Glücklich über die Störung floh Anna geradezu aus dem Raum. Erst als sie ihre Freundin sah, kehrte ihre nüchterne Überlegung zurück. Verwundert sah sie das Kind, das sich ängstlich hinter der Amazone zu verbergen versuchte.
Ein Kind! Was bedeutet das? Ich habe Fiska noch nie so ernst gesehen, seit ich in Al-Amaris bin.
„Kann ich dich unter vier Augen sprechen, Anna?“
„Sicher. Wir könne in unsere Hütte gehen, Salcia ist nicht da“, antwortete Anna. „Ist es wegen dem Jungen?“
„Das ist Cein“, die kleine Amazone streichelte beruhigend den Kopf des Jungen, „er ist von Majan weggelaufen. Er hat nur etwas Angst vor der Schmiede.“
Anna ging etwas in die Knie und sah den Jungen an, der sie unsicher anblickte. Als sie ihre Hand ausstreckte, wich er etwas zurück.
„Ich tue dir nichts, Cein.“
Sie erschrak über ihre Stimme, in der noch zu deutlich ihre Enttäuschung von vorhin schwang. Ärger über sich selbst kam hoch und verfinsterte ihre Miene zusätzlich.

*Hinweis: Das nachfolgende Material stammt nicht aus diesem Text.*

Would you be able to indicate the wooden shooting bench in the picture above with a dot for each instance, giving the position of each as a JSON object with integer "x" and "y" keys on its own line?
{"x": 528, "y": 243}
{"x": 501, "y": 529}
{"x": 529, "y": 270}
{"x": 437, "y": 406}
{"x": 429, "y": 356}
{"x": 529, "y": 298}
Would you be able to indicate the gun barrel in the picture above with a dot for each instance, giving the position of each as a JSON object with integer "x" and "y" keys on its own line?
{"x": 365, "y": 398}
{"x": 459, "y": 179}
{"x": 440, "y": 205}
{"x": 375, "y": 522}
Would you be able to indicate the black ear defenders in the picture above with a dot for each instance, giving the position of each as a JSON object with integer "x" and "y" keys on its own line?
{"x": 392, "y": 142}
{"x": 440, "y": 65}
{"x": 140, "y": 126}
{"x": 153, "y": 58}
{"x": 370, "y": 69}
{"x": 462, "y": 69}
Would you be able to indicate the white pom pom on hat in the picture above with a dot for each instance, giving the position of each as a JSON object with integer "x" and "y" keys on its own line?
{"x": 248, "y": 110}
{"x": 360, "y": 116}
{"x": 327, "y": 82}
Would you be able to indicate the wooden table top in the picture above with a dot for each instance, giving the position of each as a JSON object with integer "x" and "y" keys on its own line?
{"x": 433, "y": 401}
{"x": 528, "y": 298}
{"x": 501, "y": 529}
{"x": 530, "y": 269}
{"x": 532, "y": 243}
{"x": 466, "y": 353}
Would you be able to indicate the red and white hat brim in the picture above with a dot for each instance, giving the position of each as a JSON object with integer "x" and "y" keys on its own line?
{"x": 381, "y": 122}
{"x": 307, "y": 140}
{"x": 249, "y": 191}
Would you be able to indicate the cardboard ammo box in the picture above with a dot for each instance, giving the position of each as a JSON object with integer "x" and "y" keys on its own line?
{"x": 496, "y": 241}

„Er wird dir bestimmt nicht zur Last fallen, ich werde mich um ihn kümmern, außerdem soll er nicht lange bleiben“, meinte Fiska.
Anna richtete sich langsam wieder auf.
„Entschuldigt beide meine schlechte Laune, ihr könnt nichts dafür.“
„Zauberinnen sind für ihre starken Emotionen bekannt, daran habe ich mich gewöhnt“, versuchte Fiska zu beschwichtigen.
Anna seufzte, dann ging sie voran zu ihrer Hütte.
„Kommt mit, bei einer Tasse Tee können wir über unseren kleinen Gast reden.“
„Ja, doch zuerst müssen wir über Darsi sprechen.“ Ihre Stimme wirke angespannt.
„Was?“ Anna blieb überrascht stehen. „Was hat die damit zu tun?“
„Das darf niemand außer uns wissen“, antwortete Fiska flüsternd. „Bitte! In der Hütte erkläre ich es dir.“
*
Vor zwei Stunden im Wald
Darsi blinzelte in die Sonne. Es war ein schöner Frühlingstag, in der ihre Lieblingslichtung erstrahlte. Jetzt, am frühen Nachmittag, war es angenehm warm in der Sonne, der Platz lag abseits von allen Tierpfaden und, vor allem, von den Menschen. Darsi suchte und mochte die Stille und Einsamkeit, und bei ihrem Vorhaben wollte sie unbedingt ungestört bleiben.
Ich habe getan, was getan werden musste, und es ist mir gelungen. Was bleibt, das ist zu bezahlen, was es mich kostet.
Sie breitete eine schneeweiße Decke auf dem Boden aus. Sie war quadratisch und aus feiner Baumwolle gewirkt, so fein und zart, dass normalerweise niemand sie auf einer Wiese ausbreiten würde. Aber dies hier war kein normales Ereignis.
Bedächtig löste sie das Band aus ihrem schwarzen Haar und öffnete es mit einem leichten Kopfschwung, dann prüfte sie ihre Kleidung. Sie trug eine schwarze, eng anliegende Hose und eine Weste aus dunkelbraunem Leder, wie meistens. Alles war zu ihrer Zufriedenheit in makellosem Zustand. Dann zog sie, um die kostbare Decke nicht zu beschmutzen, ihre schwarzen Schnürstiefel aus und setzte sich im Schneidersitz auf sie. Kopf und Rücken bildeten dabei eine perfekt senkrecht ausgerichtete Linie.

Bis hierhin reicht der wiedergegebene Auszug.